The NSA's Kubernetes Hardening Guidance in 5

The National Security Agency (NSA) in collaboration with the Cybersecurity and Infrastructure Security Agency (CISA) of the United States has just released a hardening Guidance for Kubernetes. This document provides an excellent overview of the complex Kubernetes infrastructure, known threats and “descriptive” level hardening recommendations. Let’s dive in.

Why Do We Need This?

The proliferation of Kubernetes across enterprise is growing exponentially. Kubernetes “simplifies” the orchestration and deployment of containerized applications, supports modern day architectures such as microservices and provides highly desired elasticity for workloads. However, I put “simplifies” in quotes because while the solution does streamline a plethora of tasks once done manually with several different technologies, it is far from simple or turn-key to deploy and manage securely.

As enterprises continue to move business critical workloads onto modern day solutions such as Kubernetes, cyber criminals are adjusting their attack patterns to take advantage of these poorly deployed and insecure Kubernetes deployments. This guidance document has been published to increase awareness of the problem and enable companies to improve their security posture.

What are the Threats?

The document outlines that most attacks that are being observed against insecure Kubernetes Infrastructure are focused on stealing data and/or stealing computing resources for cryptomining with a smaller observation of service interruption (denial of service).

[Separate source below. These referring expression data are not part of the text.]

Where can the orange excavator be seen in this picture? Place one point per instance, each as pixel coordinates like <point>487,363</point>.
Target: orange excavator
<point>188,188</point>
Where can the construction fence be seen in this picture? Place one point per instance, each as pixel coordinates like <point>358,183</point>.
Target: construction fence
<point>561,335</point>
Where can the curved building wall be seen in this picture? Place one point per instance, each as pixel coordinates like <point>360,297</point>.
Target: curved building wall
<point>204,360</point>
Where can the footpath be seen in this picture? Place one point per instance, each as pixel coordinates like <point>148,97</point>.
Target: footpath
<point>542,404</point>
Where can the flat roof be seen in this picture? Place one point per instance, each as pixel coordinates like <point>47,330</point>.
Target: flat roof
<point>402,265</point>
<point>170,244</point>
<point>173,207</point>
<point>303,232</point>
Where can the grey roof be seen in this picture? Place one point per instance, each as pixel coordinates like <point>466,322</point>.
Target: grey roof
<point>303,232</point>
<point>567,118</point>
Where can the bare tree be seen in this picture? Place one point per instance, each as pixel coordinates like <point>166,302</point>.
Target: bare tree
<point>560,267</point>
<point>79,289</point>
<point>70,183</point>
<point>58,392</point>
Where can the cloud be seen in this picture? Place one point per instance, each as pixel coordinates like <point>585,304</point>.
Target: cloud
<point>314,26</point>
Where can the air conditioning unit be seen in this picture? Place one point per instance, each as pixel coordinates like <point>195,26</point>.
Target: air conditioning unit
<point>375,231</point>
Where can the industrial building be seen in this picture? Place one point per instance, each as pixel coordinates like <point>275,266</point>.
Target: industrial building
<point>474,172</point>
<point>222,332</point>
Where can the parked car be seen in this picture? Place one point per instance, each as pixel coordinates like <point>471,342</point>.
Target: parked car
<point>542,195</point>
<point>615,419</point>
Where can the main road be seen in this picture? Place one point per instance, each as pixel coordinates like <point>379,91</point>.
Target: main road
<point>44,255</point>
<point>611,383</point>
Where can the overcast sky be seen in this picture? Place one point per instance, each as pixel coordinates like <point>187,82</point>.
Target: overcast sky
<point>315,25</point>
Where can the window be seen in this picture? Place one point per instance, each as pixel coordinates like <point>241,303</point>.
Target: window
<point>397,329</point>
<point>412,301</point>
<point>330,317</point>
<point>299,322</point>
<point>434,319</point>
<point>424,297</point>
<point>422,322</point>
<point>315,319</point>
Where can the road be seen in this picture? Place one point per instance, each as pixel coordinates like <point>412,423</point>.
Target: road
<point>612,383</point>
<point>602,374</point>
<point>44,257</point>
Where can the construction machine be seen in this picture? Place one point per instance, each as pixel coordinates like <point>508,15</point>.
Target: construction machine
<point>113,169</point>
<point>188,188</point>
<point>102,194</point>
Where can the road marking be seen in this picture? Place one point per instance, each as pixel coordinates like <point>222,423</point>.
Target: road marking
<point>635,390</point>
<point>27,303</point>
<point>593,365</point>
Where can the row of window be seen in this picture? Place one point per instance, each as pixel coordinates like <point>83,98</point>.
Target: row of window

However, it is worth nothing that the compute theft incident types are more of a nuisance and the real threats of stealing data and compromising the DevOps infrastructure to embed malicious code will continue to become a larger problem with greater impacts.

What are the Recommendations?

At a high-level the guidance breaks down recommendations into securing the pods, leveraging network separation capabilities, properly implementing authentication and authorization, logging and monitoring and software life cycle management such as patching, updates and upgrades.

What about CIS Benchmarks?

The Kubernetes Hardening Guidance is 59 pages and does a good job of identifying the problem and providing some “descriptive” level recommendations. However, this newly released document recommends leveraging the Centre for Internet Security (CIS) Benchmark for Kubernetes for actual control implementation as it is much more comprehensive, prescriptive, measurable and sitting at a easy 299 page weekend read.

What about the Azure Kubernetes Service?

Not only does CIS offer a Kubernetes Benchmark but also an Azure Kubernetes Service (AKS) guidance. In the AKS Benchmark document, it covers securing Master Components and Configurations, Worker Nodes, Policies and Managed Services. The AKS Benchmark document is about half the size of the Kubernetes Document as Master Component and Configurations are managed by Azure, resulting in a reduction of the organizations responsibility on some of the core and arguably most commonly insecure components of Kubernetes.

Did I mention the benefits of owning less with PaaS = having less to secure?